Home News Parasit bei Wildschwein entdeckt – auch auf Menschen übertragbar

Parasit bei Wildschwein entdeckt – auch auf Menschen übertragbar

Eva Grun mit Drahthaar. © Laura Grun
Eva Grun
am
Sonntag, 30.08.2020 - 07:37
Wildschwein-Wiese © manu BESSON - stock.adobe.com
Bei einem Wildschwein wurde der Duncker‘sche Muskelegel festgestellt.

Vor kurzem wurde bei einem erlegten Wildschwein im Landkreis Görlitz (Sachsen) der „Duncker‘sche Muskelegel“ (DME) entdeckt. Den Befall mit dem Parasit entdeckte man während der Trichinenuntersuchung. Der Erleger musste das Stück Schwarzwild daraufhin verwerfen. Gegenüber der Redaktion teilt der Jäger mit, dass im Landkreis seit Anfang des Jahres mit Abgabe der Trichinenprobe auch auf DME sowie auf Afrikanische Schweinepest untersucht wird. Die Pressestelle des Landkreises erläutert dazu, dass "Proben aus verdächtigen Ansätzen, die während der routinemäßigen Trichinenuntersuchung festgestellt werden, (…) in einem zweiten Laboruntersuchungsverfahren mit einem von der Universität Leipzig entwickelten Larvenauswanderungsverfahren nachuntersucht" werden. Es handle sich nicht um einen Einzelfall – das Lebensmittelüberwachungs- und Veterinäramt erhebe häufiger den Befund DME.

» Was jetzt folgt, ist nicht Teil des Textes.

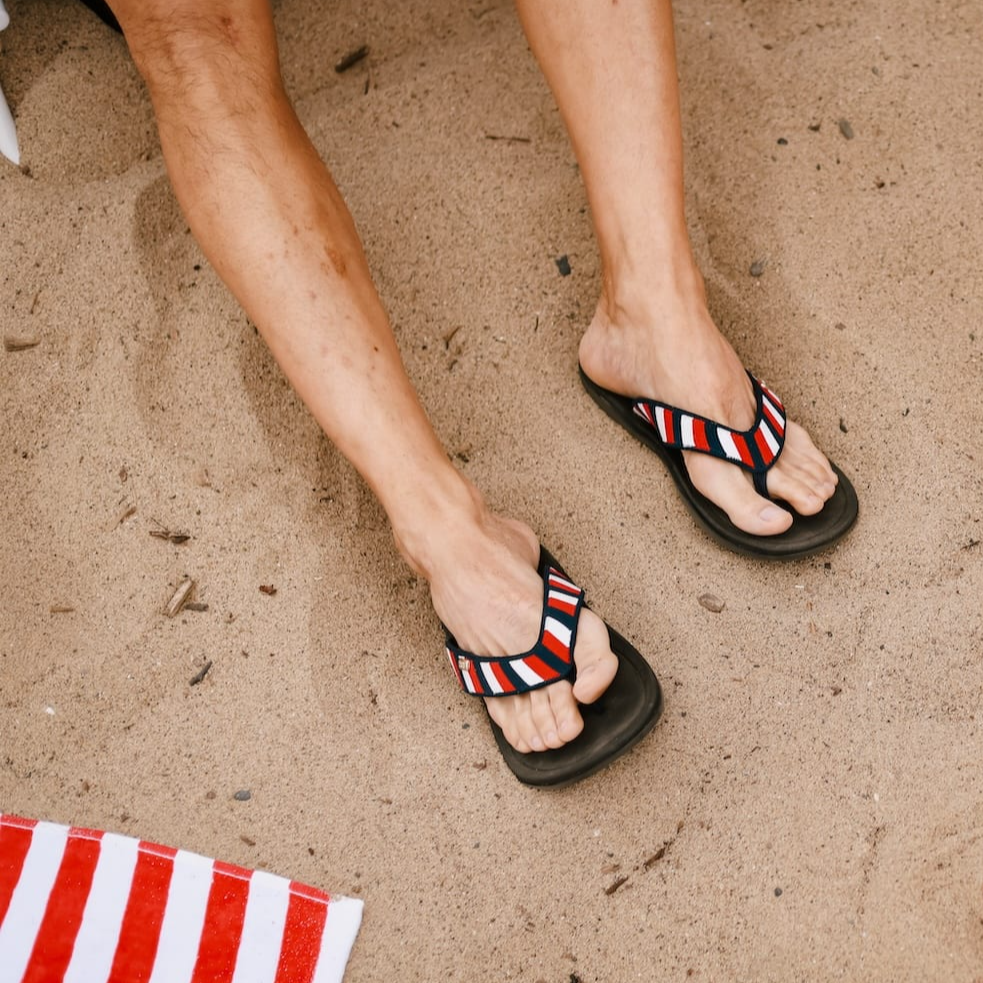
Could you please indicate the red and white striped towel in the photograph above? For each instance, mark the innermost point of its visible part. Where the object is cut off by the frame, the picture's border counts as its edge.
(83, 906)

4,7 Prozent der Wildschwein-Proben waren positiv

Bei dem Duncker‘schen Muskelegel handelt es sich um ein Zwischenstadium des Saugwurms „Alaria alata“. Der Saugwurm ist ein Darmparasit bei Fleischfressern, wie Hund, Katze oder Fuchs, dessen Eier mit dem Kot ausgeschieden werden. Die weitere Entwicklung zu Mesozerkarien erfolgt über zwei Zwischenwirte – Süßwasserschnecken und Frösche. Werden diese dann von sogenannten „Stapelwirten“ wie Wildschweinen aufgenommen, befallen die Entwicklungsstadien des Parasits die Muskulatur oder benachbarte Organe. In einem Stapelwirt findet keine Weiterentwicklung zum geschlechtsreifen Saugwurm statt. Laut dem Zoonosen-Monitoring 2015 vom Bundesamt für Verbraucherschutz und Lebensmittelsicherheit (BVL) wurden bei 4,7 Prozent der Wildschwein-Proben (N=950) DME festgestellt. „In den Ländern, die eine höhere Zahl an Proben untersucht haben, wurde der Duncker’sche Muskelegel mit einer Häufigkeit von 0,8% bis 8,4% nachgewiesen“, so das BVL weiter.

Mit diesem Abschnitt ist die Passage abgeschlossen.